In Linux, you have a couple options. You can pass your entire disc drive to the docker container if you want it to read multiple discs without restarting the docker. Otherwise, you can mount the disc to your Ubuntu environment directly and then pass that mounted directory to the docker, but you would have to restart the docker for each disc. You would also have to umount and re-mount each disc in Ubuntu. This is where AI can really be your friend for the correct syntax... I am not sure if ARM cares whether you pass the drive or a directory. It's just the steps you have to go through.
You cannot pass your primary GPU to anything (VM, container, etc.) and still use your monitor at the terminal. You could pass it and then use SSH. But you can use integrated graphics for video output from the main OS, then you can pass a dedicated GPU to the container.
I cannot fully understand your question about your AMD chip being enough for transcoding. Do you mean in ARM? If so, you could technically have both the Nvidia and AMD cards in your gaming rig, use the 2060 as your primary GPU, and pass the AMD GPU to your container. But there are some complications with making sure a modern driver is installed for your GPU instead of the legacy version (the HD 7950 is a bit older as you know). Also, it has limitations. It can do h264 with no problems from the information I found, but ripping to h265/HEVC and AV1 will default to your CPU. The 2060 can also do h264 and adds h265, but it cannot do AV1 either.

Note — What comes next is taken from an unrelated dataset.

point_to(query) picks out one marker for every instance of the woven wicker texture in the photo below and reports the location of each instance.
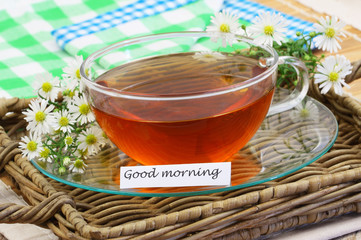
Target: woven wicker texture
(328, 187)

To install docker on Ubuntu, I would just follow the information from docker directly: https://docs.docker.com/desktop/setup/install/linux/ubuntu/
But I would still do it using Docker Compose. It really is the same thing, except it puts all of the code into a single file instead of a UI. I found the docker UI to be very clunky, and the version I was using did not let you save your underlying code to fix or tweak anything. And I just got tired of entering the same information over and over again for testing it.